Thanks so much for any more help on how to do batch re-sizing using IV


----------



## dual layer dvd (Aug 20, 2008)

DonaldG said:


> I would suggest that 800 pix wide would be suitable size.
> 
> If you use software to resize, put the originals in one folder and in the batch instructions make a copy into a seperate folder. That way you keep the originals intact.


Oh definitely! The pictures are all still in their original folders around the internal HDD, but since I have all my favorites organized now, I will definitely make sure to create a new re-sized folder for the batch to be saved into so I can keep the native quality/resolution intact. Thanks


----------



## Done_Fishin (Oct 10, 2006)

Sort your pictures by portrait / landscape or you'll be in for a surprise when the results aren't uniform


----------



## dual layer dvd (Aug 20, 2008)

Done_Fishin said:


> Sort your pictures by portrait / landscape or you'll be in for a surprise when the results aren't uniform


Oh, that would have been aggravating.
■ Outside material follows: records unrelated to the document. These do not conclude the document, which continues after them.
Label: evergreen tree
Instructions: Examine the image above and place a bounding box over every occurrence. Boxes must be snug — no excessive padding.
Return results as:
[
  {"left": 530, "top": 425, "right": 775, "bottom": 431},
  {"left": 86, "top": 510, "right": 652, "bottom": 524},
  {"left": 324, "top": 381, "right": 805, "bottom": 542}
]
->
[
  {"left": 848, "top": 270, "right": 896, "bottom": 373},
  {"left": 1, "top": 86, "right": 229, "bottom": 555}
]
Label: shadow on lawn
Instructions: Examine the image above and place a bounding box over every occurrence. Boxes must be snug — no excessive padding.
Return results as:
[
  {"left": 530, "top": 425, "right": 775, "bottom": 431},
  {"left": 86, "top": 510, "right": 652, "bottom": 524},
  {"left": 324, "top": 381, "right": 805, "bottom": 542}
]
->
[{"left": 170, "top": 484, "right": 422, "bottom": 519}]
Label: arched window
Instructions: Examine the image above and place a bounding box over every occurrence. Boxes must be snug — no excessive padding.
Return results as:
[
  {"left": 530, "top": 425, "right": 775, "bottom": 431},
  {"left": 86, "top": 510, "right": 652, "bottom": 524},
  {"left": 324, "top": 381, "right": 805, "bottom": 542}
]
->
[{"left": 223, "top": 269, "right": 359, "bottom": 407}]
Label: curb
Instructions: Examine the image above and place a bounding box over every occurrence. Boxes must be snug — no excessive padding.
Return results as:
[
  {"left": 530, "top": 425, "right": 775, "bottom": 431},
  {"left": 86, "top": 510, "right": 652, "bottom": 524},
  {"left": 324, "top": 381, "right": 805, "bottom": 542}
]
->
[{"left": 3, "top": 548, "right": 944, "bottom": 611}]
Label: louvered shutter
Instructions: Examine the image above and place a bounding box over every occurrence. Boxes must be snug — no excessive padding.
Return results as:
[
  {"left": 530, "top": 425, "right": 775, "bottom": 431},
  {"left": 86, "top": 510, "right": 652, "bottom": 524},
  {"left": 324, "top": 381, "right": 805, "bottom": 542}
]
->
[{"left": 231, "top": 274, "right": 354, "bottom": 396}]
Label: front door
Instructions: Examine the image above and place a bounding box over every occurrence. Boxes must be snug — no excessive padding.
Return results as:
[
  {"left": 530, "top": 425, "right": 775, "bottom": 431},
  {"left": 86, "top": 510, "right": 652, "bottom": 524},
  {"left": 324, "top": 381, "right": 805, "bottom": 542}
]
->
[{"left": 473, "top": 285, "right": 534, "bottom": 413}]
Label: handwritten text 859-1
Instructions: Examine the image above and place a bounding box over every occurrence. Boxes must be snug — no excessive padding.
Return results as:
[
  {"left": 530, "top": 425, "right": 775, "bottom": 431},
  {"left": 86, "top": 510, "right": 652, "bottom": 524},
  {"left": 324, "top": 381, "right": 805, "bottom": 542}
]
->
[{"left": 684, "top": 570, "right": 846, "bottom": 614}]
Thanks for letting me know - what changes would there be if I didn't sort them out? Thanks for the tip, I'm going to make sure I sort them out.

I'm poking around Irfanview trying to figure out how to do batch re-sizing...


----------



## Done_Fishin (Oct 10, 2006)

you'd want a portrait converted to say 800*600 whilst a landscape would need to be 600*800. This just generally refers to the way we look at a photo, like an A4 sheet of paper, you either print portrait style or landscape style.

if you don't sort them (and save to a new folder - DON'T OVERWRITE!!!) landscapes will be will converted, making them taller and slimmer than original.


----------



## dual layer dvd (Aug 20, 2008)

Done_Fishin said:


> you'd want a portrait converted to say 800*600 whilst a landscape would need to be 600*800. This just generally refers to the way we look at a photo, like an A4 sheet of paper, you either print portrait style or landscape style.
> 
> if you don't sort them (and save to a new folder - DON'T OVERWRITE!!!) landscapes will be will converted, making them taller and slimmer than original.


Thanks a lot... I just gave it a shot, it seemed pretty easy and intuitive straight from the file drop down menu, selected the batch conversion and advanced features for resize, and even watched a detailed 6 minute Youtube video of batch re-sizing in Irfanview, but in stead of saving the folder's contents I selected (including subfolders images) into a new re-sized folder, about half of the 1,020 images I selected to resize were placed on the desktop outside of any folder, which took a while to clean up, lol!

I will give it another shot, and see if I can get some better results - thanks again for your help


----------